- Born: 16 October 1913 Glasgow, Scotland
- Died: 5 November 1993 (aged 80) Dumfries, Scotland
- Known for: Painting, Embroidery
- Awards: Lauder Prize, 1937
- Elected: Glasgow Society of Lady Artists, 1936

= Amelia Beattie Forsyth =

Scottish painter (1913–1993)

Amelia Beattie Forsyth (16 October 1913 – 5 November 1993) was a Scottish painter. She won the Lauder Prize in 1937.

==Life==

Amelia Beattie Forsyth was born on 16 October 1913 in Pollokshields, Glasgow.

Her mother was Georgina Dick; her father Stuart Symington Forsyth. They married in 1902 in Kinning Park, Glasgow. Amelia had an older sister Martha Fleming Forsyth, born in 1910.

Before the Second World War the sisters travelled to the United States but returned to Glasgow in 1939. Their home address was then 90 Springkell Avenue in Bellahouston, Glasgow. Amelia is an artist, Martha is a teacher. The address was their parent's home.

Amelia married William Fleming Johnson in Pollok, Glasgow at Titwood Church on 25 May 1945. William Fleming Johnson was the son of Mr. and Mrs.
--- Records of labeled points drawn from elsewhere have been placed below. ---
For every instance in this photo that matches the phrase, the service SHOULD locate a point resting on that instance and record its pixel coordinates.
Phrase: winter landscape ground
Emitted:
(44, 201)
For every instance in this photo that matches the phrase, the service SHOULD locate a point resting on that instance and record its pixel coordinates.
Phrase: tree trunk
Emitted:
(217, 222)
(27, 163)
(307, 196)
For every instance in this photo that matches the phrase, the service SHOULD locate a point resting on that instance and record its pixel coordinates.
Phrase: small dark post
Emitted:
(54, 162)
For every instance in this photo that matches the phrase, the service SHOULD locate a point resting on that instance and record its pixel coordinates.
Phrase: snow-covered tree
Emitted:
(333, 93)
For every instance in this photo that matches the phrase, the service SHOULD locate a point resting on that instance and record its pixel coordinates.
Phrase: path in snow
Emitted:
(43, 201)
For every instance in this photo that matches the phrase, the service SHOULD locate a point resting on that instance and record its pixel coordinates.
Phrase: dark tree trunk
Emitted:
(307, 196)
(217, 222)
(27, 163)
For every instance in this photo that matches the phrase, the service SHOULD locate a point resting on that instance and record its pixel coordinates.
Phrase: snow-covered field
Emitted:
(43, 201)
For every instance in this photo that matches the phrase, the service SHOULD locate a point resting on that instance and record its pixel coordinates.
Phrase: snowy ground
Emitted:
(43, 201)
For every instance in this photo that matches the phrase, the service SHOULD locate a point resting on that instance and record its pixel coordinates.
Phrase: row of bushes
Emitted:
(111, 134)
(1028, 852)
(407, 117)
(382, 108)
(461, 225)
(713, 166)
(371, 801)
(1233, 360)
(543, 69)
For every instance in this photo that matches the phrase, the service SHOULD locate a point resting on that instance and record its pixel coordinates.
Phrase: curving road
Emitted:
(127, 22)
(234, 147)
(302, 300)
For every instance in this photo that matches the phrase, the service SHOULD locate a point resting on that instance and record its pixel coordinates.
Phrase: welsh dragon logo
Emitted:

John H. Johnston of 7 Gardenside Avenue, Uddingston.

The couple moved to stay at Woodside Cottage in Kirkbean.

==Art==

She went to the Glasgow School of Art. She had her diploma awarded with distinction in 1935, singling out her work for mural decoration.

She was elected to the Glasgow Society of Lady Artists in November 1936.

She exhibited The Red Hat with the Glasgow Society of Lady Artists in 1938. Later that year she exhibited embroidery.

In 1939 with the Glasgow Society of Lady Artists, she exhibited Kinnord From Dinnet.

In the Royal Scottish Academy exhibition of 1939 she presented The Woman Who Does.

In 1940 the Glasgow Society of Lady Artists were selling their work in aid of the City of Glasgow Central War Relief Fund. Forsyth's work was included in this.

==Death==

She died on 5 November 1993 at the Alexandra unit of the Dumfries Infirmary. The service was at Kirkbean Church on 10 November 1993. She is buried in Kirkbean Cemetery in Dumfries and Galloway. She is buried alongside her husband William Fleming Johnson, who died on 23 September 2003 aged 97.